Wilbur Smith – Farao. Vertaald uit het Engels (Pharaoh). ISBN 978-94-0160-604-2, 368 pagina’s, € 19,99. Amsterdam: Xander 2016.
Goden en mensen zijn nodig om een gestoorde farao te verstoten.
Farao Tamose ligt op sterven. Zijn trouwe adviseur Taita kijkt met smart toe. Ook aanwezig is Utteric, weliswaar een bastaard, maar toch zijn oudste zoon. Utteric’s ogen zien gretig toe hoe het ogenblik nadert dat hij zijn vader als Farao kan opvolgen. Als het zover is, wordt het Egyptische rijk ernstig bedreigd door invallen van vijandelijke stammen. Taita is loyaal aan de nieuwe farao en weet met behulp van enkele andere trouwe oudgedienden deze vijanden te verdrijven en onschadelijk te maken. Daarbij wordt een vermogen aan goud buit gemaakt. Ze keren terug naar Luxor waar Farao Utteric hen buitengewoon vijandig ontvangt. Hij blijkt paranoïde en vreest voor zijn troon. Bovendien is hij hebzuchtig en eist hij de gehele oorlogsbuit op. Taita en zijn medestrijders vluchten samen met Ramses, de tweede zoon van de overleden Farao Tamose. Ze varen naar Griekenland en besluiten alles in het werk te stellen de hardvochtige en geestelijk gestoorde Utteric van de troon te stoten. Ramses moet Farao worden.
Wilbur Smith (1933) heeft al 33 bestsellers op zijn naam staan sinds de succesvolle publicatie van zijn eerste roman Het goud van Natal. Zijn romans spelen zich vooral af in Egypte en Afrika, waar hij zelf lange tijd heeft gewoond.
Dit boek is het verslag van de strijd om de Egyptische troon en de romantische liefdesverhouding tussen Ramses en de beeldschone Serrena. Zij wordt door krijgsheren van farao Utteric gekidnapt. Terwijl deze niet alleen fraaie, maar ook uiterst vechtlustige dame in een concentratiekamp avant la lettre wordt vernederd, gemolesteerd en kaal geschoren, beramen Taita en zijn makkers een plan om Serrena te bevrijden. Als door trucs, intriges en een forse dosis goddelijk geluk het concentratiekamp wordt ingenomen, kan de strijd eerst goed losbarsten.

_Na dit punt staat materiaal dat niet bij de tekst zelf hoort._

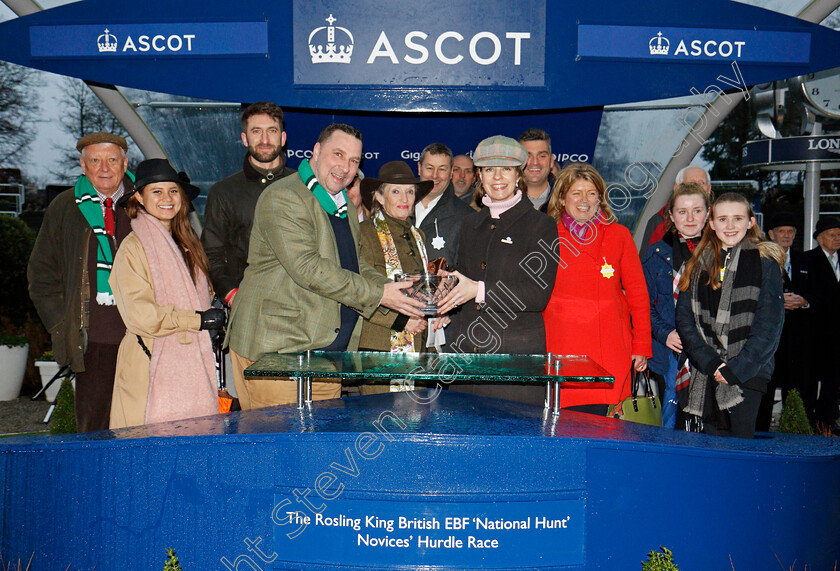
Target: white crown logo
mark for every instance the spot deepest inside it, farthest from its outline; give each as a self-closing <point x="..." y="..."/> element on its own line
<point x="331" y="52"/>
<point x="107" y="42"/>
<point x="659" y="46"/>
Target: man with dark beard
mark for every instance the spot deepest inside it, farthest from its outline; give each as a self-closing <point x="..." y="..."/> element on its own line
<point x="229" y="213"/>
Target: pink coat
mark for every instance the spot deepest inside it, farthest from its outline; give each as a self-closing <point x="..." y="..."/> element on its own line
<point x="602" y="312"/>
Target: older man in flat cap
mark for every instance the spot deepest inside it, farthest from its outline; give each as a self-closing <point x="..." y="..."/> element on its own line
<point x="69" y="269"/>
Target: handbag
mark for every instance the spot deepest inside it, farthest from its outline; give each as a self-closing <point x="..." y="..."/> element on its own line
<point x="645" y="408"/>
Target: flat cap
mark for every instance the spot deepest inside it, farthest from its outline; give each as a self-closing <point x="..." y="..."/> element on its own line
<point x="826" y="223"/>
<point x="500" y="151"/>
<point x="101" y="137"/>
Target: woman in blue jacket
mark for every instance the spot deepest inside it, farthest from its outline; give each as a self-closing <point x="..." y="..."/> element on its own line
<point x="686" y="213"/>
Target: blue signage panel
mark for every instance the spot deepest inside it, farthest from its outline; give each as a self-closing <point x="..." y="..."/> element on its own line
<point x="366" y="532"/>
<point x="153" y="40"/>
<point x="692" y="44"/>
<point x="391" y="137"/>
<point x="463" y="56"/>
<point x="337" y="44"/>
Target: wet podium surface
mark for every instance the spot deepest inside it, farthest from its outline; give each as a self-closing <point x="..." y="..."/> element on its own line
<point x="385" y="482"/>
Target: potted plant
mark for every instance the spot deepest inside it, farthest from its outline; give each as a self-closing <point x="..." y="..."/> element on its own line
<point x="14" y="350"/>
<point x="48" y="367"/>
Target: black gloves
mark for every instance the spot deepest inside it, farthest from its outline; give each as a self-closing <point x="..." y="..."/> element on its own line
<point x="213" y="321"/>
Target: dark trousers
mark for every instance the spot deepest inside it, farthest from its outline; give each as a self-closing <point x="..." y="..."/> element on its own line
<point x="95" y="387"/>
<point x="826" y="410"/>
<point x="741" y="417"/>
<point x="795" y="369"/>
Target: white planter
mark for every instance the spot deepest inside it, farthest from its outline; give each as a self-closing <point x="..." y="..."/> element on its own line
<point x="48" y="370"/>
<point x="12" y="369"/>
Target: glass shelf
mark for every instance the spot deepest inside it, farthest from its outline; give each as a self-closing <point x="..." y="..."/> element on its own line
<point x="454" y="367"/>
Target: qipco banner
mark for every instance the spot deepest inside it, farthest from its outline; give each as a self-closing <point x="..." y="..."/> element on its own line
<point x="393" y="137"/>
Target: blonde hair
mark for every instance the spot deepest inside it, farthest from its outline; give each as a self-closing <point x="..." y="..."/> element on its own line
<point x="684" y="189"/>
<point x="567" y="177"/>
<point x="710" y="242"/>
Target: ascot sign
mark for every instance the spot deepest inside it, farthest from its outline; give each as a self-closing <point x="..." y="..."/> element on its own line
<point x="692" y="44"/>
<point x="161" y="39"/>
<point x="412" y="52"/>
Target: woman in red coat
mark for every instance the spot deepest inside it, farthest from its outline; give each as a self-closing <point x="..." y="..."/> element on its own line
<point x="599" y="306"/>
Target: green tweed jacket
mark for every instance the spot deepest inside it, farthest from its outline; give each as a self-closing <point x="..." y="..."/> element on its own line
<point x="289" y="299"/>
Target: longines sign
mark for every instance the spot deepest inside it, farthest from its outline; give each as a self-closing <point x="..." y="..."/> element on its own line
<point x="791" y="153"/>
<point x="334" y="44"/>
<point x="170" y="39"/>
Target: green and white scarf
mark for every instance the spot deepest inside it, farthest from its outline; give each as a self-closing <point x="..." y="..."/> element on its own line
<point x="324" y="197"/>
<point x="90" y="206"/>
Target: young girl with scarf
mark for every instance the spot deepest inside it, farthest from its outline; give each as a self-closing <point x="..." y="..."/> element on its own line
<point x="686" y="213"/>
<point x="165" y="367"/>
<point x="730" y="313"/>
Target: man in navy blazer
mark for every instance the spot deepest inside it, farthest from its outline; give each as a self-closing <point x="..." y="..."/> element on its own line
<point x="794" y="357"/>
<point x="824" y="298"/>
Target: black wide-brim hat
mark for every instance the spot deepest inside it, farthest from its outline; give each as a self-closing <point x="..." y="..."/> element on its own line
<point x="394" y="172"/>
<point x="826" y="223"/>
<point x="159" y="170"/>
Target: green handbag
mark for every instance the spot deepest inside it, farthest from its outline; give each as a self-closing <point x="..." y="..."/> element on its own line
<point x="645" y="408"/>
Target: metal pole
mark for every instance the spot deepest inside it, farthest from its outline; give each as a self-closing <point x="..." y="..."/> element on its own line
<point x="811" y="192"/>
<point x="300" y="383"/>
<point x="549" y="364"/>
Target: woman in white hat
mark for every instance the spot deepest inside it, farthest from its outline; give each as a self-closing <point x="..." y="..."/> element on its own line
<point x="506" y="267"/>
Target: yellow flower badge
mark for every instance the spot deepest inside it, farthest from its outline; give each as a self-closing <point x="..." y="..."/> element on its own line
<point x="607" y="270"/>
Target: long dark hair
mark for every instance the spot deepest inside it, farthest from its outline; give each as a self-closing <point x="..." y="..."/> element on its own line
<point x="182" y="233"/>
<point x="710" y="242"/>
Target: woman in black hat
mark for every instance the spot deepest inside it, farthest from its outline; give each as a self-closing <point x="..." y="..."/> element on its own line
<point x="165" y="365"/>
<point x="392" y="244"/>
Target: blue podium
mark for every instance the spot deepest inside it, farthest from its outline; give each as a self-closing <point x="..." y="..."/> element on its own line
<point x="387" y="482"/>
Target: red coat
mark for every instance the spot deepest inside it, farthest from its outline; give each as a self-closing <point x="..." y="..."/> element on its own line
<point x="590" y="314"/>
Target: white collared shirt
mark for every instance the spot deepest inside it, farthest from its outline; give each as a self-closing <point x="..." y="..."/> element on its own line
<point x="835" y="264"/>
<point x="115" y="197"/>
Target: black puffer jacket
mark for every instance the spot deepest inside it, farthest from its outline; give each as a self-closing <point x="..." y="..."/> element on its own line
<point x="228" y="218"/>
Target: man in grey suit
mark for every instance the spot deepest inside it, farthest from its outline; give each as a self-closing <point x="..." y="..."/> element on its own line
<point x="439" y="213"/>
<point x="305" y="285"/>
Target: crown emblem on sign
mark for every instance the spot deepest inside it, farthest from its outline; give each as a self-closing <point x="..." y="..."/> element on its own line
<point x="659" y="46"/>
<point x="331" y="51"/>
<point x="107" y="42"/>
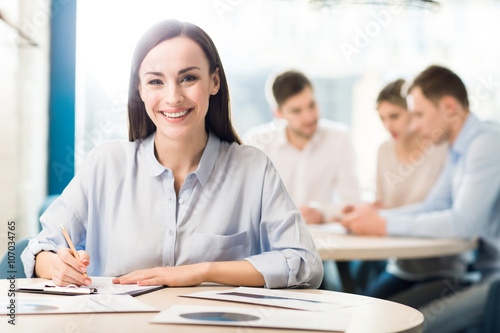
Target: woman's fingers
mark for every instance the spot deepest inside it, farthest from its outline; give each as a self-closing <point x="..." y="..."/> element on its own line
<point x="68" y="270"/>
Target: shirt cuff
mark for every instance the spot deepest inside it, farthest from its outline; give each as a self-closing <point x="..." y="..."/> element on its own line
<point x="28" y="256"/>
<point x="272" y="266"/>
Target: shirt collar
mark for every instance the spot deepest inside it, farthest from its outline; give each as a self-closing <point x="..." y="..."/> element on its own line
<point x="205" y="167"/>
<point x="466" y="132"/>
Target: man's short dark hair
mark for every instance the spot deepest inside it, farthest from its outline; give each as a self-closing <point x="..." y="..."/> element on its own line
<point x="289" y="84"/>
<point x="437" y="82"/>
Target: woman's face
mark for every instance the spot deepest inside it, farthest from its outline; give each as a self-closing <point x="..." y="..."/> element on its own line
<point x="395" y="118"/>
<point x="175" y="86"/>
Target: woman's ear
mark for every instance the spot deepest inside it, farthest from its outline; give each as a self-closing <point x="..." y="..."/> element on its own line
<point x="215" y="82"/>
<point x="139" y="89"/>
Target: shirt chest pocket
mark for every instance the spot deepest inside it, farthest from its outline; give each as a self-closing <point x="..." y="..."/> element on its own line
<point x="209" y="247"/>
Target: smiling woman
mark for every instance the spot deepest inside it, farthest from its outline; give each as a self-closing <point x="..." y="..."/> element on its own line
<point x="183" y="202"/>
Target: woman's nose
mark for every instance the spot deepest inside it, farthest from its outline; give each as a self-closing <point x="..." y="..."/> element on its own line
<point x="172" y="95"/>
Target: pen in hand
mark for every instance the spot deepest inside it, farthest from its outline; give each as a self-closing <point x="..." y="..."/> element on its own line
<point x="71" y="246"/>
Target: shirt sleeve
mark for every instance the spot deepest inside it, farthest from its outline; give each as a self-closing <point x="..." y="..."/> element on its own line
<point x="289" y="257"/>
<point x="456" y="210"/>
<point x="348" y="184"/>
<point x="69" y="209"/>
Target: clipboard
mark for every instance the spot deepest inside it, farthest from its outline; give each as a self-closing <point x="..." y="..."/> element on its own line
<point x="100" y="285"/>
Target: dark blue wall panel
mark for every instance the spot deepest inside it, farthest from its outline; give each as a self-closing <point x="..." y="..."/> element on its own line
<point x="61" y="166"/>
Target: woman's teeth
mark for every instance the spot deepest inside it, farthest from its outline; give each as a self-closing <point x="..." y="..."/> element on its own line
<point x="175" y="115"/>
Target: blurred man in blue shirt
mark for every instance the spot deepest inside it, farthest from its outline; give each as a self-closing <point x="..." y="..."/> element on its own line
<point x="465" y="201"/>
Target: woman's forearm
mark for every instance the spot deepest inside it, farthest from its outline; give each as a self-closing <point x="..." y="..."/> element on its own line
<point x="43" y="264"/>
<point x="237" y="273"/>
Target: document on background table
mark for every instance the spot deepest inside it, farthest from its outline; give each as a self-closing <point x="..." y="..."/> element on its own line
<point x="82" y="304"/>
<point x="104" y="285"/>
<point x="281" y="298"/>
<point x="253" y="317"/>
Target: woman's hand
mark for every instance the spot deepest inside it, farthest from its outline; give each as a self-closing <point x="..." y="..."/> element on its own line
<point x="179" y="276"/>
<point x="312" y="215"/>
<point x="66" y="269"/>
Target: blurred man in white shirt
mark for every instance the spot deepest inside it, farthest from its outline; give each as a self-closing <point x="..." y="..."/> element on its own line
<point x="315" y="157"/>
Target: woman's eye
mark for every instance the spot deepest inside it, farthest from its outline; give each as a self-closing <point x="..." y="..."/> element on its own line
<point x="155" y="82"/>
<point x="188" y="78"/>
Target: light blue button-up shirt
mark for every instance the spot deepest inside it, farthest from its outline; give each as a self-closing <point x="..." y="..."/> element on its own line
<point x="465" y="202"/>
<point x="121" y="207"/>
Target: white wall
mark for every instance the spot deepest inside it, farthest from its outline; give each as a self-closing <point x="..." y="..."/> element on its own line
<point x="24" y="112"/>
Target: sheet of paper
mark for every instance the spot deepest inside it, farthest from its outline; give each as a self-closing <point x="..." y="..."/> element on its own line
<point x="333" y="227"/>
<point x="253" y="317"/>
<point x="105" y="285"/>
<point x="281" y="298"/>
<point x="79" y="304"/>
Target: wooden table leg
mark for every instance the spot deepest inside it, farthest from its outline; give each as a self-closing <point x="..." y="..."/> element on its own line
<point x="348" y="284"/>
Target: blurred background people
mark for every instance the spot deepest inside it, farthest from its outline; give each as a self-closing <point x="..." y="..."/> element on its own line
<point x="315" y="157"/>
<point x="407" y="168"/>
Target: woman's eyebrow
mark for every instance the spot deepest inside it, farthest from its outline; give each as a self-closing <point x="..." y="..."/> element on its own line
<point x="187" y="69"/>
<point x="154" y="73"/>
<point x="182" y="71"/>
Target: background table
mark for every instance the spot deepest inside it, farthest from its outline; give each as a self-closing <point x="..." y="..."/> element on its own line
<point x="334" y="244"/>
<point x="375" y="317"/>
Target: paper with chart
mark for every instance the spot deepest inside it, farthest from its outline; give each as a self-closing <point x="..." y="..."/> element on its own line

Daarbij passeren niet alleen de nodige veld- en zeeslagen, maar ook moeten Taita, Ramses en Serrena de strijd aanbinden met een mismaakte godenzoon. Deze heeft een vierwielige strijdwagen met de afmetingen van een hedendaagse tank. De wagen wordt voortgetrokken door eenhoorns zo groot als olifanten. Dit gedrocht, onkwetsbaar voor pijlen en speren, is de belangrijkste verdediger van Utteric en vooralsnog onverslaanbaar. Gelukkig heeft Taita contacten met andere goden die hem gunstig gezind zijn. Terwijl Serrena zich als afleidingsmanoeuvre aan het afzichtelijke monster naakt aanbiedt, zal Ramses proberen het met een toverpijl te raken. Daarna moet echter de waanzinnige Farao Utteric nog worden verdreven.
In deze Egyptische avonturenroman bevindt men zich in een antieke wereld waarin mensen en goden elkaar ontmoeten, terwijl het goede het altijd wint van het kwade.
Een mooi boek voor wie graag wegdroomt in een voorbije wereld.